Sie wurde 1672 gegründet, als Friedrich Wilhelm III., der letzte Herzog von Sachsen-Altenburg, starb und Ernest I., Herzog von Sachsen-Gotha (der Friedrichs Wilhelms Cousine Elisabeth Sophie geheiratet hatte), seinen Besitz erbte.

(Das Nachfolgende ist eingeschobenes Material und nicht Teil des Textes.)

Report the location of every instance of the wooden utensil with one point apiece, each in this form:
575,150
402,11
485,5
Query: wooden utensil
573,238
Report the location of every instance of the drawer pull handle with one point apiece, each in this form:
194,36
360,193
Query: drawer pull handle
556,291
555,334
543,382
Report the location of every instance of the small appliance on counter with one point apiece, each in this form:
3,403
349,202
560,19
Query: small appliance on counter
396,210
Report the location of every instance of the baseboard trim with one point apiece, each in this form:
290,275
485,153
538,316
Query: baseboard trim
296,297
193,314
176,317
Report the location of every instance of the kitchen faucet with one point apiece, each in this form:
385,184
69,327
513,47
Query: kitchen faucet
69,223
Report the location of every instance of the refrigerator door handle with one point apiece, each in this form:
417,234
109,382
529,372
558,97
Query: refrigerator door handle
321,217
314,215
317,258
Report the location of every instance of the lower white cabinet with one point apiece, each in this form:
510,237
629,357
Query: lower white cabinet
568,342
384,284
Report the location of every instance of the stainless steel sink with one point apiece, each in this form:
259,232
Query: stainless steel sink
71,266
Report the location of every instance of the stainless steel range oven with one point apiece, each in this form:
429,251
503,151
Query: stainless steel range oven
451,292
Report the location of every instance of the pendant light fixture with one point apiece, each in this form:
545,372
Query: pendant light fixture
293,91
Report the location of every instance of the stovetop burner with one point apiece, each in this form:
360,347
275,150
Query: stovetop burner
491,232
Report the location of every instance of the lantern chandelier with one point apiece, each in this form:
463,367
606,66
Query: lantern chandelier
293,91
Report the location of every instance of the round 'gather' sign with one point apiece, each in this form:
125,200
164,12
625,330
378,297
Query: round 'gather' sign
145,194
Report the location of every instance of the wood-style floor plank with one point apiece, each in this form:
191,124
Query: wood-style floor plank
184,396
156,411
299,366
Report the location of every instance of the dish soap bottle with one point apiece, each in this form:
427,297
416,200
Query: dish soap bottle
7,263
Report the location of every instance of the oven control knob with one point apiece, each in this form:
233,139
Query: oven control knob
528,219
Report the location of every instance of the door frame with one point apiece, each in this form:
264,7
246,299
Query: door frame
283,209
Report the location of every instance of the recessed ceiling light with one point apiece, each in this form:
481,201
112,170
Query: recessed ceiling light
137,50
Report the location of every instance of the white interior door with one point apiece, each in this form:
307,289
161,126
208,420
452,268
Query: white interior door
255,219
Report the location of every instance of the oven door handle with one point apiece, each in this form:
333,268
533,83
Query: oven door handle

Nach Ernests Tod 1675 wurde das Herzogtum erneut geteilt, und das Herzogtum Sachsen-Gotha-Altenburg entstand offiziell 1680, als sein ältester Sohn, Friedrich, die Kontrolle über die Landesteile Gotha und Altenburg übernahm.
Als das Königshaus von Sachsen-Gotha und Altenburg 1825 ausstarb, ging Sachsen-Gotha an Sachsen-Coburg-Saalfeld und Sachsen-Altenburg an den Herzog von Sachsen-Hildburghausen über. Nach der Abschaffung der deutschen Monarchien am Ende des Ersten Weltkriegs wurden Sachsen-Gotha und Sachsen-Altenburg 1920 Teil des neu geschaffenen Landes Thüringen.